China: Iron ore spot prices drop $2/t d-o-d on shrinking mill margins

  • DCE futures decline by RMB 10/t ($1.5/t) 
  • Higher coke tags limit iron ore gains

Iron ore fines (Fe 61%) spot prices declined by $2.25/dmt d-o-d to $101.1/dmt CFR China on 4 June 2026 against 3 June.

Market sentiment remained weak as elevated coke prices continued squeezing steel mill margins, limiting raw material procurement. Meanwhile, miners accelerated cargo shipments ahead of the Australian financial year-end, while traders actively offloaded inventories in a declining market, adding pressure on prices.

The downturn also reflected weakening steel demand expectations in China.
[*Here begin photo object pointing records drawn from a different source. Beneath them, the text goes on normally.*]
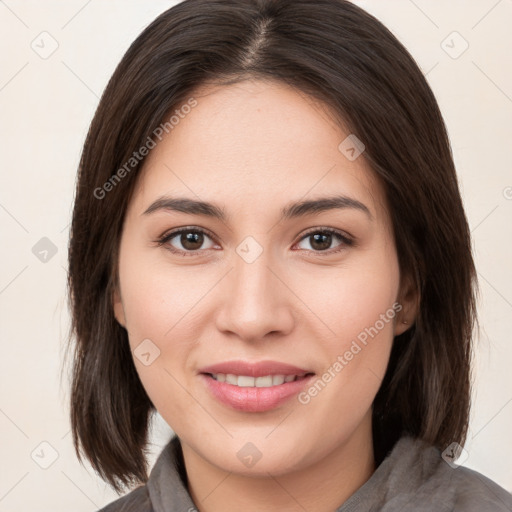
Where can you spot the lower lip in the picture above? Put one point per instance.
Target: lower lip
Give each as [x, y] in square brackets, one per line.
[253, 399]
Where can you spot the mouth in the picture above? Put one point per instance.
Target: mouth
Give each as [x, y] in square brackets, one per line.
[247, 381]
[249, 387]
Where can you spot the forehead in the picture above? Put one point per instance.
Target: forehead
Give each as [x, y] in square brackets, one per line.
[259, 145]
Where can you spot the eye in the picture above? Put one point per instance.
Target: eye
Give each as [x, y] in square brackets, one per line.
[186, 240]
[321, 239]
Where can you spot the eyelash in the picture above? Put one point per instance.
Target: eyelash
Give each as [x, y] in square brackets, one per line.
[166, 237]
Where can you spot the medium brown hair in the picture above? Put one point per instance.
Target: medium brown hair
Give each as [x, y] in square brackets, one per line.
[338, 53]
As per reports, steel consumption remained subdued as the country gradually entered the traditional construction off-season, slowing procurement from the real estate and infrastructure sectors and weakening buying interest for iron ore.

Additional pressure came from expectations of higher iron ore supply. Rising exports from Guinea’s Simandou project, where shipments increased sharply in May, nearly six months after the first cargoes were shipped to China. The project is expected to become a major new source of high-grade iron ore, reinforcing concerns over a looser global supply-demand balance in the coming months.

DCE iron ore futures: Iron ore futures on the Dalian Commodity Exchange (DCE) for the September 2026 contract dipped by RMB 10/t ($1.5/t) d-o-d to RMB 763.5/t ($112/t) on 5 June.